Interview de Lilian Vezin
2500 ans après la naissance du Bouddha, Lilian Vezin s'engage sur le chemin des légendes bouddhistes. Un parcours initiatique de 4500 kilomètres à travers le Sri Lanka, l'Inde et la province himalayenne du Sikkim.
(Septembre 2008)

Fondateur de l’association humanitaire « Surya », et de l’association « Vent du Large », il est aussi écrivain et conférencier. Il a réalisé un film diaporama intitulé « La marche du prince » en 2006, qui fut sélectionné dans plusieurs festivals de voyages et d’aventures. Cette même année, il en fera un livre.
La marche du prince est un chemin de pèlerinage de 7 mois et 4500 kilomètres à pied et en vélo à travers le sous-continent indien dans les pas des zélateurs bouddhistes. Après la mort du Bouddha il y a 2500 ans, des hommes partirent du Nord de l’Inde en direction des quatre coins cardinaux afin de profaner la philosophie de leur maître. La même route fut empruntée quelques années plus tard par des porteurs de reliques, une princesse qui cacha la dent du Bouddha dans sa chevelure jusqu’au cœur du Sri Lanka. (La dent à l’heure actuelle est sujette à des conflits et des controverses, elle est jalousement gardée au cœur d’un temple dans l’ancienne capitale Kandy).
Quelles ont été vos motivations précises pour effectuer cette longue marche ?

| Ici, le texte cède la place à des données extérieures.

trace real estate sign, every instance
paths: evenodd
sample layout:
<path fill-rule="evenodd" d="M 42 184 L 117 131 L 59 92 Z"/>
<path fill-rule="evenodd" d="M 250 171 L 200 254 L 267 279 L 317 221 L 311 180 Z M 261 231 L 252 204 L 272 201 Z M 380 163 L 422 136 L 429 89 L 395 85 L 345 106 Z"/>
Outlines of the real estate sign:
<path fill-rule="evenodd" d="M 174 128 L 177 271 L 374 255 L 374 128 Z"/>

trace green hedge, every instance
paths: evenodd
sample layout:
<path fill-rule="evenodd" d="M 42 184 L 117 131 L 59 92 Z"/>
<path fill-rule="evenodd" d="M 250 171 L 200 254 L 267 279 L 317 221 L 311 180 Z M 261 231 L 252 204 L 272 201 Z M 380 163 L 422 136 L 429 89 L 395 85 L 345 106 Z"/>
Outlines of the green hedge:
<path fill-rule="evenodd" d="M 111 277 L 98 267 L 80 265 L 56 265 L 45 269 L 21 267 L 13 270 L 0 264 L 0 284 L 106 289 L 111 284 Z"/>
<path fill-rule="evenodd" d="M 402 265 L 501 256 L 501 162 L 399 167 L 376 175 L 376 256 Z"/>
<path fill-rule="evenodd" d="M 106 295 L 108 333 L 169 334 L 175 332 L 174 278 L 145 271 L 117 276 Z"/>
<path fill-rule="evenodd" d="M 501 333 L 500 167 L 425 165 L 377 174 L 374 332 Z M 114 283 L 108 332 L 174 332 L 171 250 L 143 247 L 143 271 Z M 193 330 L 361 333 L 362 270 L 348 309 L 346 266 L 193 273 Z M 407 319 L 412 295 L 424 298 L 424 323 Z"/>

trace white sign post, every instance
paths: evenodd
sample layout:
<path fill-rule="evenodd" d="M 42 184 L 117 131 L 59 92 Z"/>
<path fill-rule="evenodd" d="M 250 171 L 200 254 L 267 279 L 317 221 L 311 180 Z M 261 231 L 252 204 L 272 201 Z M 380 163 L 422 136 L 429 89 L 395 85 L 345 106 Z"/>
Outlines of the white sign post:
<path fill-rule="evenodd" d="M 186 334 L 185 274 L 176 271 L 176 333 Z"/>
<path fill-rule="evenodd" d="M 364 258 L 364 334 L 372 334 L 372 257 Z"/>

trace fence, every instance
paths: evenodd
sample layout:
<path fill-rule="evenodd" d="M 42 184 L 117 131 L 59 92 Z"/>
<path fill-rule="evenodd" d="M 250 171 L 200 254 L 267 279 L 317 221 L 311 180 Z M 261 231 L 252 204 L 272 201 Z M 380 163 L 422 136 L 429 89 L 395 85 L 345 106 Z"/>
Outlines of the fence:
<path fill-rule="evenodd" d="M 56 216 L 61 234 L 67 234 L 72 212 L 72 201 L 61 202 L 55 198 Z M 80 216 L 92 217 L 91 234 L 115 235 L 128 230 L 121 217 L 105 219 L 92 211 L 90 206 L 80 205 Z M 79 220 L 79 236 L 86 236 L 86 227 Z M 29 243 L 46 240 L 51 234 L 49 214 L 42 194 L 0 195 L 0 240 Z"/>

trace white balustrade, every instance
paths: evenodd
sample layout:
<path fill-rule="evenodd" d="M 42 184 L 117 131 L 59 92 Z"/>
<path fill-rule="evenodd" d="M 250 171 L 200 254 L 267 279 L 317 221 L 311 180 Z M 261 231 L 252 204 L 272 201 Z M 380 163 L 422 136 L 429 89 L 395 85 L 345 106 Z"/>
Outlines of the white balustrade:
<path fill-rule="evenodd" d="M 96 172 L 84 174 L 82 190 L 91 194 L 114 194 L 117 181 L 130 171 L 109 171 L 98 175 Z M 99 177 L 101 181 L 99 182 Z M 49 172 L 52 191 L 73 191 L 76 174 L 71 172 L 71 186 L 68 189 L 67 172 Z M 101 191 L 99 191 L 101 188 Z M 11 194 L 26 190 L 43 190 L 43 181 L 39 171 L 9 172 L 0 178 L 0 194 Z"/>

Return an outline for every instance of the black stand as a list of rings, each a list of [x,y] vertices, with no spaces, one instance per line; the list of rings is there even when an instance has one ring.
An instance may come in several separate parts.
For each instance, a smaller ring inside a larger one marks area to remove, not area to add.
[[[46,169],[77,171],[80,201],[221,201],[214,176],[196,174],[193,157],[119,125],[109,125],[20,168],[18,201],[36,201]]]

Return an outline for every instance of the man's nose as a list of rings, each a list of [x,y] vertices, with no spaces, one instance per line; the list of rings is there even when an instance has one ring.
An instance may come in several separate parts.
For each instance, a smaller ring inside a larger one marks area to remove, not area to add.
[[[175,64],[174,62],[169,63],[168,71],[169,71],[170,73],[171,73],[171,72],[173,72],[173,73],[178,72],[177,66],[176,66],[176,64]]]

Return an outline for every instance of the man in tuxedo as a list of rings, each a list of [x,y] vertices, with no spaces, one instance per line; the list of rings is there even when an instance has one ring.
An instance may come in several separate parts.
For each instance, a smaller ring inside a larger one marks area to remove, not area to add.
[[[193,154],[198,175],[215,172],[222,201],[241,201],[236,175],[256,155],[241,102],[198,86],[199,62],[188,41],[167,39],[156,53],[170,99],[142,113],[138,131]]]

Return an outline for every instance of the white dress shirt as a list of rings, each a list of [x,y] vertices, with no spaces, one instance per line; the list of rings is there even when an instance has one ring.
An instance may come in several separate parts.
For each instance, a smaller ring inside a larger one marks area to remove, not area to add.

Avant toute chose, ce voyage était un prétexte formidable pour suivre une ligne longitudinale et traverser une multitude de paysages – les plantations de thé et les jardins d’épices au Sri Lanka, les salines désertiques, les rizières à perte de vue et la jungle tropicale en Inde, les reliefs vertigineux du Sikkim… Nous savions que les rencontres et les échangent avec les Indiens nous changeraient à jamais. Pénétrer plusieurs mois au milieu de cette société et de ses 300 millions de dieux était une véritable aubaine. L’enquête historique nous a tenu en haleine tout au long de notre route et des indices architecturaux et reliquaires que nous avons découvert - jusqu’au dernier jour ou nous nous sommes rendus à Bodh-gayâ, sous l’arbre où le Bouddha à découvert l’éveil.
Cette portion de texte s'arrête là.